Since both the left and right boundaries in the "closed interval" representation are defined as closed, the operations to narrow the interval through pointers $i$ and $j$ are also symmetric. This makes it less error-prone, **so the "closed interval" approach is generally recommended**.
![Two interval definitions](binary_search.assets/binary_search_ranges.png)
## Advantages and Limitations
Binary search performs well in both time and space aspects.
- Binary search has high time efficiency. With large data volumes, the logarithmic time complexity has significant advantages. For example, when the data size $n = 2^{20}$, linear search requires $2^{20} = 1048576$ loop rounds, while binary search only needs $\log_2 2^{20} = 20$ rounds.
- Binary search requires no extra space.
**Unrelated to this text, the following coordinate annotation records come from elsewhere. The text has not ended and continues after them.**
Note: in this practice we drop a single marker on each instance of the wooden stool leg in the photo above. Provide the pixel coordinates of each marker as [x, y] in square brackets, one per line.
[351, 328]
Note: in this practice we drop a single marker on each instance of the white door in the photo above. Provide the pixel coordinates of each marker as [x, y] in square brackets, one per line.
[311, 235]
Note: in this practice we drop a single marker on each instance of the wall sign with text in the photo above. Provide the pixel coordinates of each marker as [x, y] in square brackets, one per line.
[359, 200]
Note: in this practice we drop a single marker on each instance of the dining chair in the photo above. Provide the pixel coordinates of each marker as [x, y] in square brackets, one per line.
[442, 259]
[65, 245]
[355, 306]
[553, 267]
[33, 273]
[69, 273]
Compared to searching algorithms that require additional space (such as hash-based search), binary search is more space-efficient.
However, binary search is not suitable for all situations, mainly for the following reasons:
- Binary search is only applicable to sorted data. If the input data is unsorted, sorting specifically to use binary search would be counterproductive, as sorting algorithms typically have a time complexity of $O(n \log n)$, which is higher than both linear search and binary search. For scenarios with frequent element insertions, maintaining array orderliness requires inserting elements at specific positions with a time complexity of $O(n)$, which is also very expensive.
- Binary search is only applicable to arrays. Binary search requires jump-style (non-contiguous) element access, and jump-style access has low efficiency in linked lists, making it unsuitable for linked lists or data structures based on linked list implementations.
- For small data volumes, linear search performs better. In linear search, each round requires only 1 comparison operation; while in binary search, it requires 1 addition, 1 division, 1-3 comparison operations, and 1 addition (subtraction), totaling 4-6 unit operations. Therefore, when the data volume $n$ is small, linear search is actually faster than binary search.